Blog Post

Leveraging Procedural Automation

John Veldhuis, ProSys

A few companies have leveraged Procedural Automation (also referred to as State Based Control) effectively on operating units. This will be more widespread as demands for better product transitions, handling of unit upsets and increased reliability in production facilities increases. Further to drive consistency and leveraging Procedural Automation, the ISA is releasing a new guideline “ISA106, Procedure Automation for Continuous Process Operations” which will be of interest to companies looking to benefit from their automation assets.

By automating what were previously manual procedures and incorporating them into the control system the following improvements can be made:

  • Reduction in time to execute the procedure
  • Elimination of mistakes or omitted steps when carrying out the procedure
  • Improved outcome consistency and equipment reliability by using best practices
  • Operations can focus on critical/high value units when upsets occur

Typical execution time reduction is between 5-30%. The value of efficiency and reliability gains are dependent on the specific process and need to be evaluated on a Unit basis.

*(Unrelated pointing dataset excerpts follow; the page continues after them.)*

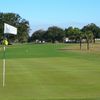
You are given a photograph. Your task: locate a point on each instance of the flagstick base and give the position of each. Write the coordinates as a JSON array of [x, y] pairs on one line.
[[4, 66]]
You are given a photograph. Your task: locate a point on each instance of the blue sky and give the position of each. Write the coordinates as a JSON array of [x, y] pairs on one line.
[[63, 13]]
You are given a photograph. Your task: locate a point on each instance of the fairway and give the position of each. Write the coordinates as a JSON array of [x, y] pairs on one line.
[[47, 72]]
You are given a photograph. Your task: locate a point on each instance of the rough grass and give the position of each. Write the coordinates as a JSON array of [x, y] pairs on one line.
[[46, 72]]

In Larry O’Brien’s September 2010 ARC paper titled “Why We Need a Better Approach to Procedural Automation”, he states the following:

“In demand-limited industries like refining, the overarching objective is to improve utilization. This cannot be achieved without reducing unplanned downtime. Research shows that the largest reason for unscheduled downtime is operational or human error. This accounts for approximately 42 percent of the unscheduled shutdowns in the process industries. Of that 42 percent, 14 percent is directly related to procedural error. When researching the role of operators in the Refinery of the Future, several major operating companies concluded that they could address this by empowering a higher level of perspective on the entire production operation, one that enables flawless intervention by exception and relieves operators of manual tasks, freeing time for operators to perform more value-added activities.”¹ 

Specific improvements cited by our customers include reduction of incidents, faster start-ups and shutdowns, time saved using “safe park”, catalyst regeneration consistency and increased speed, faster and more consistent transitions, and conversion of disparate operations into Standard Work.

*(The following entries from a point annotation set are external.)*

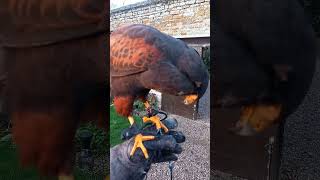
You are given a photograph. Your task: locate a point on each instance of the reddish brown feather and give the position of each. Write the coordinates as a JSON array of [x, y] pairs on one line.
[[131, 54], [123, 105]]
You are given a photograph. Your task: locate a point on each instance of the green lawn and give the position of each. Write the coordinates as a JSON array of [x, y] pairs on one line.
[[11, 170]]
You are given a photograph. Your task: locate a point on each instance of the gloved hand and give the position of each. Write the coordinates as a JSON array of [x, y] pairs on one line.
[[163, 148]]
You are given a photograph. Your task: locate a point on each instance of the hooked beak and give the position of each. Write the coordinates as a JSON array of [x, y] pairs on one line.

Incidents on Start-Up or Shutdown: Typical reduction opportunities are reflected in the comments of Scott Ostrowski and Kelly Kheim of ExxonMobil Chemicals:

“A disproportionate percentage of process safety incidents have occurred during transient operations, which include those conducted infrequently such as startups or shutdowns as well as abnormal or emergency events. A typical refining or petrochemical facility will spend less than 10% of its time in transient operations — yet 50+% of process safety incidents occur during these operations”.²

Process Knowledge: Additional benefits can be in the capturing of process knowledge and capturing that within the state based control. This is illustrated by Tom Nolan in his joint paper entitled " State Based Control and the Value Delivered from the Initial Design Through the Operating Life of the Facility”, AIChE, 2016.

“Loss of process knowledge through attrition is often an issue for those facilities that do not have a high level of automation or state based control. A large percentage of the work force is nearing retirement age. Within the next five years, about 20% of the workforce could retire.”…. “ This knowledge transfer has to happen before the experienced personnel retire.”³

Safe Park: Some customers have developed safe park states that allow a unit to idle in place at a safe, recycling, or reduced operational state for a short time. This gives operators time to return an upstream or downstream operation to its normal operation instead of shutting down the operation under control. Considerable time and intermediate product can generally be saved.

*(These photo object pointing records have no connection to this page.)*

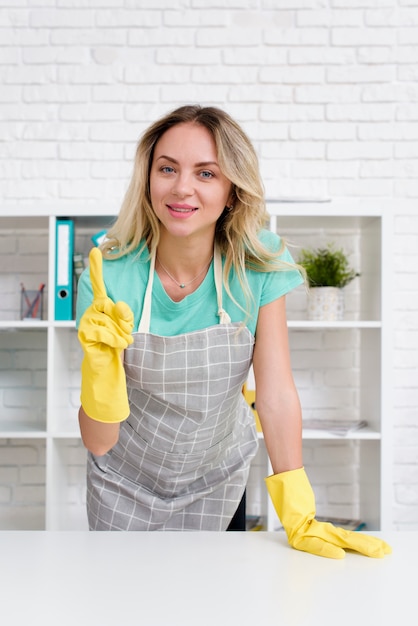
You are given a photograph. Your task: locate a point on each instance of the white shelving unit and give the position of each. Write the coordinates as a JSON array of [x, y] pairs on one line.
[[40, 387], [351, 379]]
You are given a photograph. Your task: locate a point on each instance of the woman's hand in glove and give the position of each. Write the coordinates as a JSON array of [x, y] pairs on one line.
[[104, 332], [294, 501]]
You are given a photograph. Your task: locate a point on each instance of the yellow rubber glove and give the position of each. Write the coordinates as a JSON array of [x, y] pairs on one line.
[[104, 332], [294, 501]]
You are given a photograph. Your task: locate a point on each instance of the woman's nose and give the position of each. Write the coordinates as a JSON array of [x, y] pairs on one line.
[[183, 185]]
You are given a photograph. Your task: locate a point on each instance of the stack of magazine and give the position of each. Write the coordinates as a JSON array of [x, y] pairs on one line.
[[335, 427]]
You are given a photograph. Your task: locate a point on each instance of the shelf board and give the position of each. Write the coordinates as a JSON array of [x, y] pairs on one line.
[[308, 324], [13, 430], [366, 433], [23, 324]]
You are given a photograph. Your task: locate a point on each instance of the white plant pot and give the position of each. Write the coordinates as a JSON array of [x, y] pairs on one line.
[[325, 304]]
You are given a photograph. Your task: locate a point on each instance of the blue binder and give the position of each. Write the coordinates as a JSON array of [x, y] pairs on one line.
[[64, 242]]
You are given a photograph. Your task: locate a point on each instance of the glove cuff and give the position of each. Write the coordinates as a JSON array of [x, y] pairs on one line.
[[293, 499]]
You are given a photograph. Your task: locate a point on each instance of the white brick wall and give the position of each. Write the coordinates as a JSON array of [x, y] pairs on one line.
[[327, 89]]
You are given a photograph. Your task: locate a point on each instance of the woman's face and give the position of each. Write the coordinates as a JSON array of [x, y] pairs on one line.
[[188, 190]]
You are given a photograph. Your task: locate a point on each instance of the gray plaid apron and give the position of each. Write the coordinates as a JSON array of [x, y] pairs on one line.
[[183, 455]]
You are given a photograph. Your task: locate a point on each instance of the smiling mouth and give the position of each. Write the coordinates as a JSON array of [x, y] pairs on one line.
[[181, 209]]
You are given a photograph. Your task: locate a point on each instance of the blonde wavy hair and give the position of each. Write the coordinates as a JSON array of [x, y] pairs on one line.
[[237, 230]]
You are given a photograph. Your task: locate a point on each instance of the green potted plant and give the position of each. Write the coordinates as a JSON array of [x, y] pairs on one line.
[[328, 271]]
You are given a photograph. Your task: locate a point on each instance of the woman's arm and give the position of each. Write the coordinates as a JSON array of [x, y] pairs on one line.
[[277, 399], [98, 437]]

Catalyst Preparation or Regeneration: Catalyst preparation or regeneration is frequently very demanding. We have automated very complex preparations and regenerations to improve catalyst consistency and to reduce the time these take. One unit alone reduced its catalyst regeneration time by 15% while simultaneously improving catalyst consistency.

Transitions: A significant percentage of our customer’s requests for Procedural Automation derive from application to Units that operate in multiple modes or for different products for which transition material needs to be minimized. In these cases Procedural Automation is often coupled with sophisticated APC, non-linear, or model-based control systems. Simpler systems can be managed with transition tables. Customers typically report 10-18% reductions in transition times. Perhaps most importantly the best practice in these transitions is followed every time, simplifying the application of Standard Work (to use the Toyota nomenclature). A typical customer here is an ethylene furnace or other system that has a regular cycle of decoking or unit cycle.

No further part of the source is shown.